The number of stzs (up to at least 10, in Woodward’s Songs of Syon) varies from book to book; it can afford to, since this is a different kind of construction from that of its predecessor. But the double refrain is both insistent and unmistakable, setting out its stall as a litany of worship: ‘May Jesus Christ be praised!’ Although the first line plants it in the ‘Morning’ section (though not for all hymnals) it is deliberately and specifically a hymn for all moods and seasons; the 1925 edition of Golden Bells made it no.1. Its 14 German stzs Beim fruhen Morgenlicht are from an unknown 19th-c pen, and were published in a 667 667 metre in 1828 and 1855, in two different forms. Edward Caswall may have used yet another version in rendering it in the present metre, in Roman Catholic collections of 1854 (shorter version) and 1858 (the full text). To Caswall we owe the key to it all in the 6-syllable lines 3 and 6, translating Gelobt sei Jesus Christus! Subsequent arrangements have proved surprisingly varied and complex, as editors clearly felt free to be eclectic in their phrasing and selection of stzs. Free Churches have usually dispensed with ‘the sweet church bell’ and ‘chanting with the choir’; the text here values the Jubilate adaptation of stzs 1 and 3–6, losing ‘to Jesus I repair’ (1.5) and ‘a solace here’ (5.2), though it has regrettably also lost the distinctive ‘canticle’ from the final lines.

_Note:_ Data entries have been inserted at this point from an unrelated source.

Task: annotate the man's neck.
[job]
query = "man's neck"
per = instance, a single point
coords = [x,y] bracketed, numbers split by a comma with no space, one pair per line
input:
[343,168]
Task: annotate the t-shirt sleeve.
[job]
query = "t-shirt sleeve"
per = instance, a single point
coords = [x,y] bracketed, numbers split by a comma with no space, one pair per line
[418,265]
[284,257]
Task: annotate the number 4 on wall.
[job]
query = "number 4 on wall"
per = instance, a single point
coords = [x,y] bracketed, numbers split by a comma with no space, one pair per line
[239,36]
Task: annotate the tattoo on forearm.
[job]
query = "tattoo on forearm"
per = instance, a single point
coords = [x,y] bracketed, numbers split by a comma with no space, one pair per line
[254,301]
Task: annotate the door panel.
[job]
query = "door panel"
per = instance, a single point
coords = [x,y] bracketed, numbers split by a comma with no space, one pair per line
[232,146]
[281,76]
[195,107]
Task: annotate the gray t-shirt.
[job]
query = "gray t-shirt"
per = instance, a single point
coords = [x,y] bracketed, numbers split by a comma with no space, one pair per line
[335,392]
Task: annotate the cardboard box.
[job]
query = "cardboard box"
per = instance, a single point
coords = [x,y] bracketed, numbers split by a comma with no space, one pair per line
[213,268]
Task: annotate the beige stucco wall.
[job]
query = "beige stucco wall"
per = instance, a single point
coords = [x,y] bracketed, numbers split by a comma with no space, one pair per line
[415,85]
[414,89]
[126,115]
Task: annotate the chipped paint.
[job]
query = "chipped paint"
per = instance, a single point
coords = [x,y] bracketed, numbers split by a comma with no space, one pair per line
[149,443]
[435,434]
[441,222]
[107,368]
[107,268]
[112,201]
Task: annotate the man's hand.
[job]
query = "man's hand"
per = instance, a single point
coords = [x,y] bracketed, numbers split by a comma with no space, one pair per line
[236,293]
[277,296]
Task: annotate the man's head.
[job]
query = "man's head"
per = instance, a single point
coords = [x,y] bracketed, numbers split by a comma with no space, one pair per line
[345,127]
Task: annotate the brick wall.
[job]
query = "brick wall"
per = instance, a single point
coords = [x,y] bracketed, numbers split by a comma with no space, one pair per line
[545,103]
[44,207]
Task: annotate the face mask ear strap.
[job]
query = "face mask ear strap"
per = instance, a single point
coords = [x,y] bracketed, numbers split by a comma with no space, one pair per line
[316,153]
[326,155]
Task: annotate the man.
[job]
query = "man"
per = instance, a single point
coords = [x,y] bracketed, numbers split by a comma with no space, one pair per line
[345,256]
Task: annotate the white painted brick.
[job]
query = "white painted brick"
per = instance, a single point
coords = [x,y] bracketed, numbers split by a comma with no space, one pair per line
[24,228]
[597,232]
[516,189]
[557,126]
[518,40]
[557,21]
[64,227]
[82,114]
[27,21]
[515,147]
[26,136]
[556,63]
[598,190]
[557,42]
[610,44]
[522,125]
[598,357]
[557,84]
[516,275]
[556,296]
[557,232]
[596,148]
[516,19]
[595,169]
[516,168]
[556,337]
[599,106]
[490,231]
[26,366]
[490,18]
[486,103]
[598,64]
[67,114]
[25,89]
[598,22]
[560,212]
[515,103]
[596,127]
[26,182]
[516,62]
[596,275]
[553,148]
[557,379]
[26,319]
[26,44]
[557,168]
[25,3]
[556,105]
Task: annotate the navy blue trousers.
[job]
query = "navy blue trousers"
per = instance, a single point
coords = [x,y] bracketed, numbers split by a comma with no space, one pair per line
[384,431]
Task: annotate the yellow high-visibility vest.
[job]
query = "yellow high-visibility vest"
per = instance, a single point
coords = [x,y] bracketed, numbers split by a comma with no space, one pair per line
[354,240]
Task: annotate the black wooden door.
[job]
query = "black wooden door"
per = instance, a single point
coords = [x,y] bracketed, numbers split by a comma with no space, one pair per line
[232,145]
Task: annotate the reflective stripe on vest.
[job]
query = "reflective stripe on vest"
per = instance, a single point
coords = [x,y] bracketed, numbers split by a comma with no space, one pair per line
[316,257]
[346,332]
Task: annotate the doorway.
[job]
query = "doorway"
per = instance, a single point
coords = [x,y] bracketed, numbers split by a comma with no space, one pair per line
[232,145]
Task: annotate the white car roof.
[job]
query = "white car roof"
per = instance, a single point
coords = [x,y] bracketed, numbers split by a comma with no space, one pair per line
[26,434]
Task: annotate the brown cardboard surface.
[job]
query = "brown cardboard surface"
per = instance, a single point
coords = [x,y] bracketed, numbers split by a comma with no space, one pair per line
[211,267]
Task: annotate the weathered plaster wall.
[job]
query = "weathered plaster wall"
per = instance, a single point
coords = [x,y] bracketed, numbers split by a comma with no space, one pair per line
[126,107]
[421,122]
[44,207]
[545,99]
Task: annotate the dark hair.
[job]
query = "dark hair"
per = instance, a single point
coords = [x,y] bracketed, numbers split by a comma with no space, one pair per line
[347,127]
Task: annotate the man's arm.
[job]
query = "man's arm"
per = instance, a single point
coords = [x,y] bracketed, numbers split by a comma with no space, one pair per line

Stzs 2 and 3, missing from the Jubilate version, provide both a wider vision and a richer quality to the whole, while not approaching the full scope of its long original.

Joseph Barnby’s LAUDES DOMINI (‘Praises of the Lord’) was composed for these words and came in the 1868 Appendix to the first edition of A&M, marked ‘in quick time’. While Eric Sharpe regarded this as a strong tune, Erik Routley discerned its similarity to the composer’s secular style.

A look at the author

Caswall, Edward

b Yateley, Hants 1814, d Edgbaston (nr Birmingham), Warwicks 1878. 4th son of the Vicar of Yateley; Chigwell Grammar Sch, Essex; Marlborough Coll, Wilts; Brasenose Coll Oxford (BA 1836, MA). As a student he issued a witty academic pamphlet ‘after the fashion of Aristotle’. He was ordained (CofE) in 1838; served in the parishes of Bishop’s Norton nr Gloucester; Milverton nr Warwick; and from 1840 at Stratford-sub-Castle, nr Salisbury. But in 1846, in his early 30s, he resigned his living, and a few months later became a Roman Catholic, Jan 1847. From then on his work of translating Lat hymns, already well advanced, gathered momentum; he published nearly 200 in Lyra Catholica (etc) in 1848, and ten years later The Masque of Mary and other poems. Other books of verse and drama followed. Widowed in 1849, he moved to J H Newman’s ‘Oratory’ in Birmingham, where in 1852 he was ordained as an RC. He remained there for the rest of his life; his collected hymns and poems were published posthumously, with a biographical preface, in 1908. He became one of those Roman converts of whom Ellerton, possibly a little biased, judged that ‘it can scarcely be said that they contributed much to the strength of the church of their adoption’. Of the 250 English hymn texts in The Westminster Hymnal of 1912, more than 50 are by Caswall, mostly translations. He is often the best-represented RC author in protestant hymn-books (5 in CH2004, 12 in The BBC Hymn Book of 1951, 9 in the 1965 Anglican Hymn Book and 13 in Common Praise 2000). As a Victorian hymntranslator he has been praised for the ‘great spirit and facility’ of his work; he ranks second only to the masterly and generally more accurate J M Neale, qv. Nos.217, 337, 347, 376, 421, 741.